Data Science

Python Pandas Tutorial: A Beginner’s Guide to GPU Accelerated DataFrames for Pandas Users

This series on the RAPIDS ecosystem explores the various aspects that enable you to solve extract, transform, load (ETL) problems, build machine learning (ML) and deep learning (DL) models, explore expansive graphs, process signal and system logs, or use the SQL language through BlazingSQL to process data. For part 1, see Pandas DataFrame Tutorial: A Beginner’s Guide to GPU Accelerated DataFrames in Python.

Update: The below blog describes how to use GPU-only RAPIDS cuDF, which requires code changes. RAPIDS cuDF now has a CPU/GPU interoperability (cudf.pandas) that speeds up pandas code by up to 150x with zero code changes. At GTC 2024, NVIDIA announced that the cudf.pandas library is now GA. At Google I/O, Google announced that RAPIDS cuDF is now integrated into Google Colabl directly, making acceleration instantly available. Take the new mode of RAPIDS cuDF for a test drive in this tutorial notebook.

As the data science field has grown immensely over the last decade, the appetite among data scientists for compute power to handle the data volume has been steadily increasing as well. Around 15 to 20 years ago, the most common choices to process data were limited to SAS and SQL-based solutions. These included SQL Server, Teradata, PostGRE, or MySQL; R if you were heavy on statistical methods; or Python if you wanted the versatility of a general-purpose language at the expense of some statistical features.

Over the years, many solutions were introduced to handle the ever-growing stream of data. Hadoop was released in 2006 and it gained popularity only to be dethroned by Apache Spark as a go-to tool for processing data in a distributed way.

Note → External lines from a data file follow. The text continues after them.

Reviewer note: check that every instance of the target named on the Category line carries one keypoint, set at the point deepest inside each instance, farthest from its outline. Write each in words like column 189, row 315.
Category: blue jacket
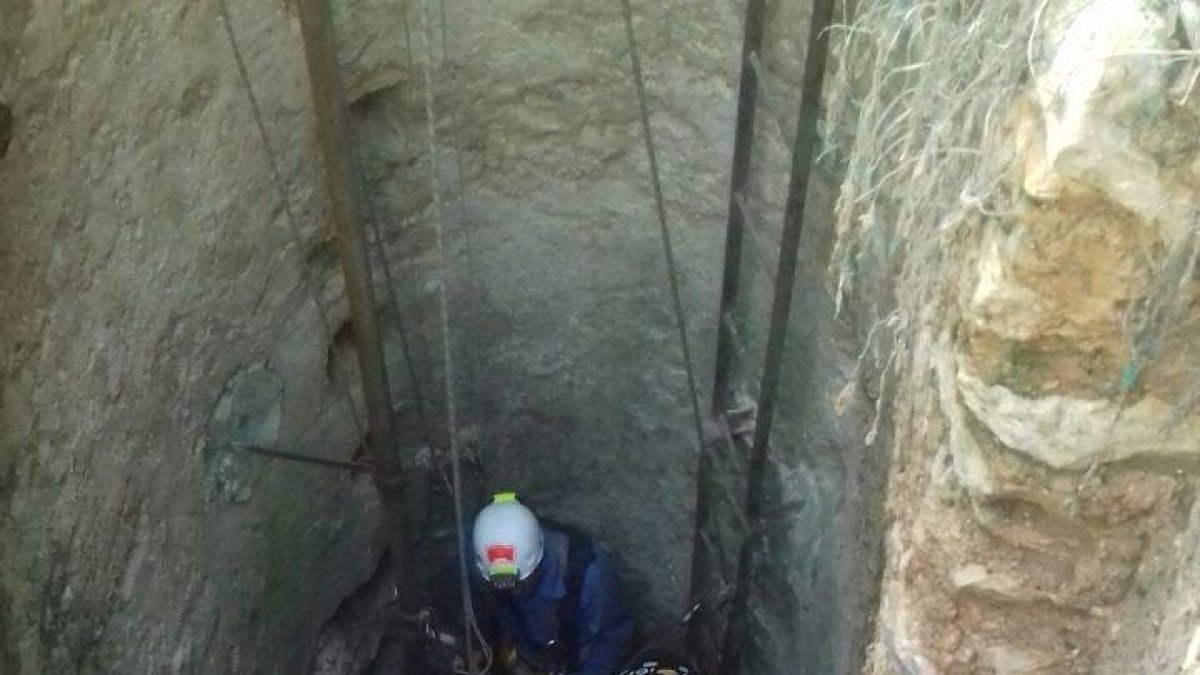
column 603, row 627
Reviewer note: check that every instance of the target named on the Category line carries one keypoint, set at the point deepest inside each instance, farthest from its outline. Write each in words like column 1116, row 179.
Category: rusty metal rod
column 341, row 189
column 803, row 159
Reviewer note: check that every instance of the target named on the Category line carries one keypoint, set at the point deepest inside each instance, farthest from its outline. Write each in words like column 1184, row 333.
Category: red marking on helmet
column 501, row 554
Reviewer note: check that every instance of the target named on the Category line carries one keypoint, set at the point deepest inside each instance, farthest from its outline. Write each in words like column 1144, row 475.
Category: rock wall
column 159, row 316
column 814, row 574
column 1043, row 483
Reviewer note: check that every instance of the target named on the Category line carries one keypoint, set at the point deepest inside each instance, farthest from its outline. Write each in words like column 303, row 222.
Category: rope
column 293, row 227
column 471, row 625
column 401, row 324
column 660, row 207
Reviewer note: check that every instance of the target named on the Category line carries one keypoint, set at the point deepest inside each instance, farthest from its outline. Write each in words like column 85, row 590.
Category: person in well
column 549, row 597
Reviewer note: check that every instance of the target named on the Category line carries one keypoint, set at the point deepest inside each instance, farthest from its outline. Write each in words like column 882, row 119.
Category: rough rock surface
column 156, row 321
column 563, row 340
column 1043, row 494
column 160, row 317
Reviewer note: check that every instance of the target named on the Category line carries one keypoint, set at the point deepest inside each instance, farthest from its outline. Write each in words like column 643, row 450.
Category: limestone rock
column 1102, row 83
column 1068, row 432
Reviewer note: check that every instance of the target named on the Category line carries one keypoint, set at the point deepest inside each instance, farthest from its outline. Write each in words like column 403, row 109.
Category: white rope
column 471, row 625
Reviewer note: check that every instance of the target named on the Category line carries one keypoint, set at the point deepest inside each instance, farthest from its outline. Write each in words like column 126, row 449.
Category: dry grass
column 922, row 90
column 921, row 97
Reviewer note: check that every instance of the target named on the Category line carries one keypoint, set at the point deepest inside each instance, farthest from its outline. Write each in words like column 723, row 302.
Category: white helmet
column 508, row 541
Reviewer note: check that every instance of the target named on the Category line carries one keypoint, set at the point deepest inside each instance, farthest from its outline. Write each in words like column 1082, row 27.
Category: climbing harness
column 471, row 625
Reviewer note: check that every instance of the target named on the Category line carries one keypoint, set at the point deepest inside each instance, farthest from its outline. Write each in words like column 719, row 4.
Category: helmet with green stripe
column 508, row 542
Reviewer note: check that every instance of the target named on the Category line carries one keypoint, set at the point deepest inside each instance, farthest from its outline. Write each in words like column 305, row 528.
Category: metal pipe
column 726, row 334
column 341, row 189
column 739, row 178
column 803, row 157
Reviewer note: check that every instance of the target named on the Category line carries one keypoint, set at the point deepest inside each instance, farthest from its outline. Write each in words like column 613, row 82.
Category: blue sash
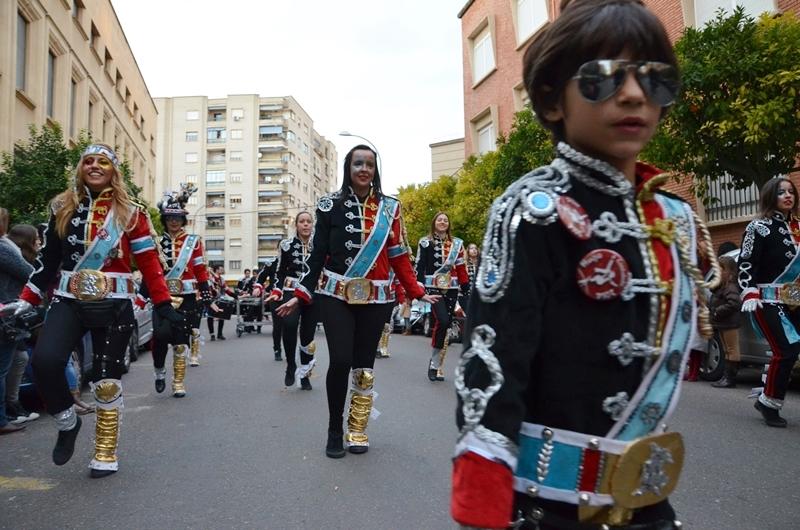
column 176, row 272
column 375, row 241
column 450, row 262
column 100, row 248
column 658, row 393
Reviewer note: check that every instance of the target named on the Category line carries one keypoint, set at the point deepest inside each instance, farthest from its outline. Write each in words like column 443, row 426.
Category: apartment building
column 447, row 157
column 495, row 34
column 256, row 161
column 68, row 62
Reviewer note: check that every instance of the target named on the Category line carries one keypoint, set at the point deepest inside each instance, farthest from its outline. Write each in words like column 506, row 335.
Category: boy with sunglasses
column 586, row 297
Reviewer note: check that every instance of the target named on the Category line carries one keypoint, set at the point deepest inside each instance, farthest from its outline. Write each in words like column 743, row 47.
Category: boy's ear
column 555, row 112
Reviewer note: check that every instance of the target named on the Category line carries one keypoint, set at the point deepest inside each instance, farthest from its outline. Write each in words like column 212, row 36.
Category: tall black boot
column 728, row 379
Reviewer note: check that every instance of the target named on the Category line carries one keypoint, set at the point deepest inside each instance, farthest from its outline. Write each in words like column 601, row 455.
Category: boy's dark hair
column 584, row 31
column 768, row 197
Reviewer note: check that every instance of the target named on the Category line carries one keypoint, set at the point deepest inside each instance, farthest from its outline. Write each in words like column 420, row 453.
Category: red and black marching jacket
column 64, row 253
column 343, row 224
column 555, row 316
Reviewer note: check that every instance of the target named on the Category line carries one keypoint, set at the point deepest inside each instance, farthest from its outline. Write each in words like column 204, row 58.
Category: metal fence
column 730, row 203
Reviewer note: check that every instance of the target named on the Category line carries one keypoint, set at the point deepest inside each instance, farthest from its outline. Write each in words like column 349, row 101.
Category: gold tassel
column 194, row 360
column 179, row 370
column 360, row 407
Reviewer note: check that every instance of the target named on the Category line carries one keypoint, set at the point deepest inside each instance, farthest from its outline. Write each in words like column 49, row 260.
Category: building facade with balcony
column 495, row 34
column 68, row 62
column 256, row 161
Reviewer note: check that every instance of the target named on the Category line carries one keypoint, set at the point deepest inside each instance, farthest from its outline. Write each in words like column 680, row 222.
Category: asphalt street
column 243, row 451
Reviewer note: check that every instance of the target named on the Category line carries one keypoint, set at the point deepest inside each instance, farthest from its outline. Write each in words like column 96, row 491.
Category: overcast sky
column 388, row 70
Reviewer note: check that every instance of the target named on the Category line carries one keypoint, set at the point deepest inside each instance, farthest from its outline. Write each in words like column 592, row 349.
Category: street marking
column 26, row 483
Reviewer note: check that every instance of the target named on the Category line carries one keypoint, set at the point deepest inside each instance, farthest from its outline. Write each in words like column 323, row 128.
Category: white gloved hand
column 751, row 304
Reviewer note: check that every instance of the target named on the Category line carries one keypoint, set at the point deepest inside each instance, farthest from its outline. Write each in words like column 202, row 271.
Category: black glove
column 170, row 323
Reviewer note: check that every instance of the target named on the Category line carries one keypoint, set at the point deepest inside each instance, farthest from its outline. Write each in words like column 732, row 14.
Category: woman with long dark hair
column 440, row 267
column 769, row 268
column 93, row 232
column 357, row 240
column 291, row 271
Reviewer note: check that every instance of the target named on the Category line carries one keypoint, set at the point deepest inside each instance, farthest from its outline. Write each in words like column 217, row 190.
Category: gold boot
column 442, row 356
column 383, row 345
column 194, row 357
column 108, row 395
column 360, row 408
column 178, row 369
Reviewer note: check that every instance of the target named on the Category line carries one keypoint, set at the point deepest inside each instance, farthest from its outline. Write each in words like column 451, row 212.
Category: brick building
column 495, row 34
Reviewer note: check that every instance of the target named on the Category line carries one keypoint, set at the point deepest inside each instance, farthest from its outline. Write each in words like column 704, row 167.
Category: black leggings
column 189, row 308
column 306, row 319
column 67, row 321
column 352, row 333
column 277, row 326
column 442, row 312
column 784, row 353
column 220, row 323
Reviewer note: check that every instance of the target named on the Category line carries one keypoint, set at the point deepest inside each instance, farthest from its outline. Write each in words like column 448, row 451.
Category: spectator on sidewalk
column 726, row 317
column 14, row 272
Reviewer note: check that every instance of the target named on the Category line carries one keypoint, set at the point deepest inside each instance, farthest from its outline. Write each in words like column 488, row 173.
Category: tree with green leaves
column 40, row 168
column 467, row 198
column 739, row 110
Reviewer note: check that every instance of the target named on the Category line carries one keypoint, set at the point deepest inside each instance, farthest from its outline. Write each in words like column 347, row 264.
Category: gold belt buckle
column 790, row 294
column 648, row 471
column 442, row 280
column 89, row 285
column 175, row 286
column 358, row 291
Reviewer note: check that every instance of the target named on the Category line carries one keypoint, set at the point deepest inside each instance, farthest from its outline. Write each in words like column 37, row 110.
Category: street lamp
column 377, row 154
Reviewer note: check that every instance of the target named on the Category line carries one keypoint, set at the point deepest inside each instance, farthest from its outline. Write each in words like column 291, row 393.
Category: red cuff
column 31, row 297
column 483, row 493
column 303, row 294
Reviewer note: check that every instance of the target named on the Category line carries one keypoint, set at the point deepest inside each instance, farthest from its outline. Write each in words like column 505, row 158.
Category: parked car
column 755, row 351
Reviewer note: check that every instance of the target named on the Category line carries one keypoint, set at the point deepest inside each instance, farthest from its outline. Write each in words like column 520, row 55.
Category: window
column 73, row 102
column 531, row 15
column 486, row 138
column 94, row 37
column 215, row 222
column 215, row 135
column 482, row 55
column 51, row 71
column 215, row 178
column 215, row 244
column 22, row 50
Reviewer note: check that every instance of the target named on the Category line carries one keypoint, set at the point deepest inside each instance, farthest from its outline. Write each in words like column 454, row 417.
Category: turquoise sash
column 101, row 247
column 450, row 262
column 377, row 238
column 176, row 272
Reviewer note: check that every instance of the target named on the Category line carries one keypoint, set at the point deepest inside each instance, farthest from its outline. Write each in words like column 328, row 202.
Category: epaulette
column 533, row 197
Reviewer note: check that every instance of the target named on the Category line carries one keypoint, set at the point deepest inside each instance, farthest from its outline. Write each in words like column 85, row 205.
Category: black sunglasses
column 600, row 79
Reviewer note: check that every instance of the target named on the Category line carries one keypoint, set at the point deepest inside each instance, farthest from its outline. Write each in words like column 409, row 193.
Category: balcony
column 731, row 204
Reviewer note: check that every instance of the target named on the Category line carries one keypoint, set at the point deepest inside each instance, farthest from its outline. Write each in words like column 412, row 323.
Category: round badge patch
column 540, row 204
column 603, row 274
column 574, row 217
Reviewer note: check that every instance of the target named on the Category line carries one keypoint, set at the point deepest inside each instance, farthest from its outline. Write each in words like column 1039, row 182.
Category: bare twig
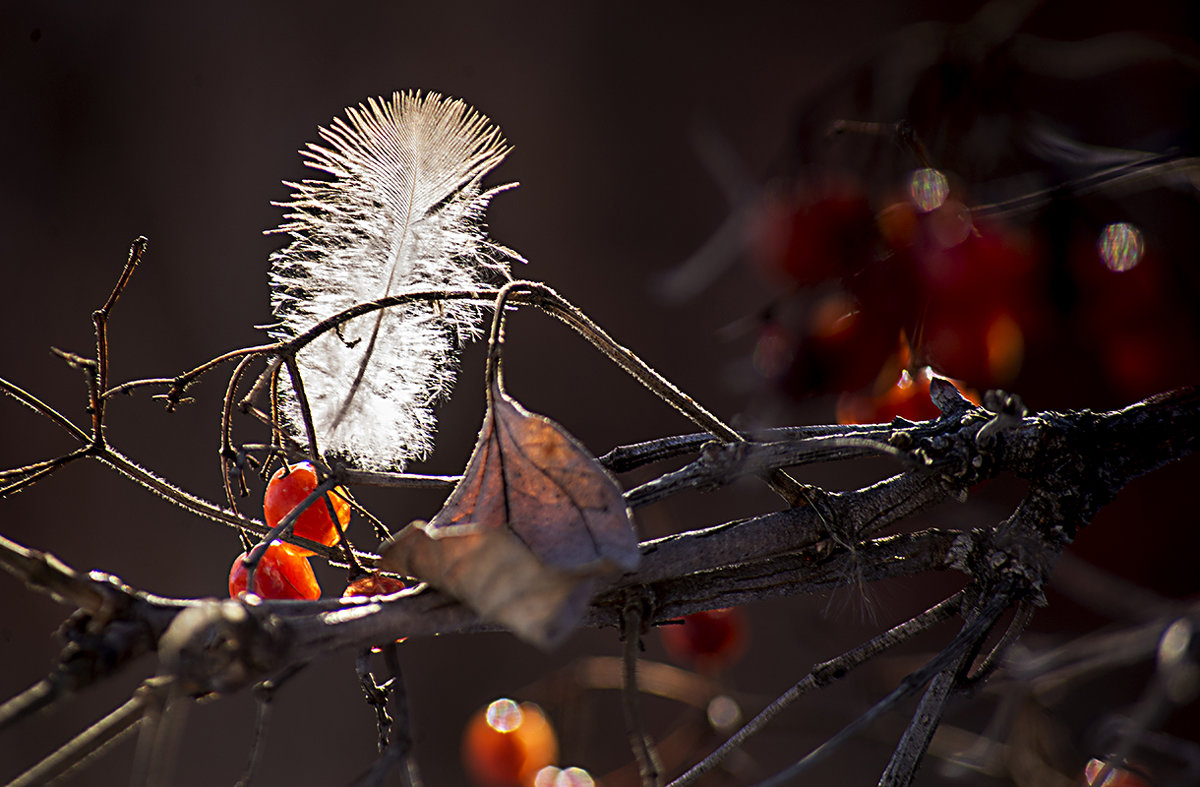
column 822, row 676
column 648, row 766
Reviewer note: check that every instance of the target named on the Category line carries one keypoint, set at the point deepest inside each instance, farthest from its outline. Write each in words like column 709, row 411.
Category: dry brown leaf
column 526, row 532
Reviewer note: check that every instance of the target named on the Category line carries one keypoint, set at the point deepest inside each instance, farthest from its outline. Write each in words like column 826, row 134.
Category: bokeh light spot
column 724, row 713
column 504, row 715
column 1121, row 246
column 928, row 188
column 552, row 776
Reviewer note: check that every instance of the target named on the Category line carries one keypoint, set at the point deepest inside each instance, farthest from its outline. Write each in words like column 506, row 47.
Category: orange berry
column 281, row 574
column 712, row 640
column 287, row 488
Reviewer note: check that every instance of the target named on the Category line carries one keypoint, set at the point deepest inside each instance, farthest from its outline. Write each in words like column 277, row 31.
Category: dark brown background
column 179, row 122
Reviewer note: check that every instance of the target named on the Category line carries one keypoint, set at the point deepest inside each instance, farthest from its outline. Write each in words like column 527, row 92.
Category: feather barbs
column 402, row 211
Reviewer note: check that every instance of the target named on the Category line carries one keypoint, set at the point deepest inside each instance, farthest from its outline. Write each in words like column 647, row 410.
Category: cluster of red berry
column 283, row 570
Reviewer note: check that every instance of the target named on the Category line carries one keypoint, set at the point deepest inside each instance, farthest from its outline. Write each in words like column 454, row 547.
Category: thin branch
column 966, row 641
column 822, row 676
column 648, row 767
column 93, row 740
column 100, row 320
column 42, row 408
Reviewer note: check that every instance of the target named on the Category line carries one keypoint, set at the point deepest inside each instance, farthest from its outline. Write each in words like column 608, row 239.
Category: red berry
column 373, row 584
column 281, row 574
column 287, row 488
column 507, row 744
column 1117, row 776
column 840, row 349
column 711, row 640
column 815, row 235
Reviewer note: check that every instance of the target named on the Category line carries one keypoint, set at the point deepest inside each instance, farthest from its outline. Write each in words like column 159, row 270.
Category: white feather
column 403, row 211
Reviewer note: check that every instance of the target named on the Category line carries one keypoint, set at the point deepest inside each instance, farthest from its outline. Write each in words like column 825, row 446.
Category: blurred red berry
column 505, row 744
column 711, row 640
column 281, row 575
column 814, row 235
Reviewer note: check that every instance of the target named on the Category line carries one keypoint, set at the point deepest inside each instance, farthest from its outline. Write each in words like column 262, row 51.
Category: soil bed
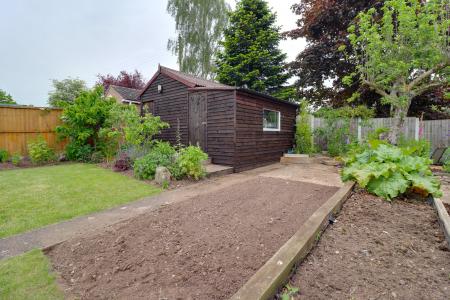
column 206, row 247
column 378, row 250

However, using Spark brought new challenges. For people familiar with pandas and other tools from the PyData ecosystem, it meant learning a new API. For businesses, it meant rewriting their code base to run in a distributed environment of Spark.

Dask bridged this gap by adding the distributed support to already existing PyData objects like pandas DataFrames or NumPy arrays and made it that much easier to harness the full power of the CPU or of a distributed cluster without extensive code rewrites. However, processing large amounts of data in an interactive manner was (and still is) beyond reach for reasonably sized and priced CPU clusters.

RAPIDS changed that landscape in late 2018. Paired with Dask, RAPIDS taps into the enormous parallelism of NVIDIA GPUs to process the data. However, unlike Apache Spark, it does not introduce a new API but provides a familiar programming interface of tools found in the PyData ecosystem, like pandas, scikit-learn, NetworkX, and more.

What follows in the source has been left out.